Showing 3 changed files with 10 additions and 2 deletions.
diff --git a/setup.py b/setup.py
@@ -6,7 +6,7 @@
 version = "0.1"
 try:
     repo_root = os.path.dirname(os.path.realpath(__file__))
-    commit_id = subprocess.run(["git", "rev-parse", "--short", "HEAD"], cwd=repo_root, text=True).stdout
+    commit_id = subprocess.check_output(["git", "rev-parse", "--short", "HEAD"], text=True).strip()

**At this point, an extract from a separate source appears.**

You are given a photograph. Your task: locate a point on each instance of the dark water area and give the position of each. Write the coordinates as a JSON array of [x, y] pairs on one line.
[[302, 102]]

     version += f"+{commit_id}"
 except subprocess.CalledProcessError:
     pass

diff --git a/test_prompt_generator/test_prompt_generator.py b/test_prompt_generator/test_prompt_generator.py
@@ -101,6 +101,14 @@ def generate_prompt(
         )
 
     prompt = tokenizer.decode(tokens[:num_tokens_from_source], skip_special_tokens=True)
+
+    # If a prompt ends with a space, t5 will drop that from tokenization and the prompt will
+    # not have enough tokens. Just increasing num_tokens_from_source doesn't help because
+    # then a space and a new word will be added, making a prompt with too many tokens.
+    # This solution is not great, but it's simple and works.
+    if prompt.endswith(" ") and "t5" in tokenizer_id:
+        prompt = prompt[:-1] + "."
+
     if "chatglm" in tokenizer_id:
         # chatglm adds these tokens even when skip_special_tokens=True
         prompt = prompt.replace("[gMASK] sop ", "")

diff --git a/tests/test_prompts.py b/tests/test_prompts.py
@@ -47,7 +47,7 @@ class PromptGeneratorTest(unittest.TestCase):
     @parameterized.expand(_preset_tokenizers.items())
     def test_prompt_generator_from_preset(self, preset_name, tokenizer_id):
         tokenizer = AutoTokenizer.from_pretrained(tokenizer_id, trust_remote_code=True)
-        for num_tokens in 32, 55, 1029:
+        for num_tokens in 16, 32, 64, 128, 256, 512, 768, 1024, 2048:
             prompt = generate_prompt(preset_name, num_tokens)
             tokens = tokenizer(prompt)["input_ids"]
             self.assertEqual(len(tokens), num_tokens)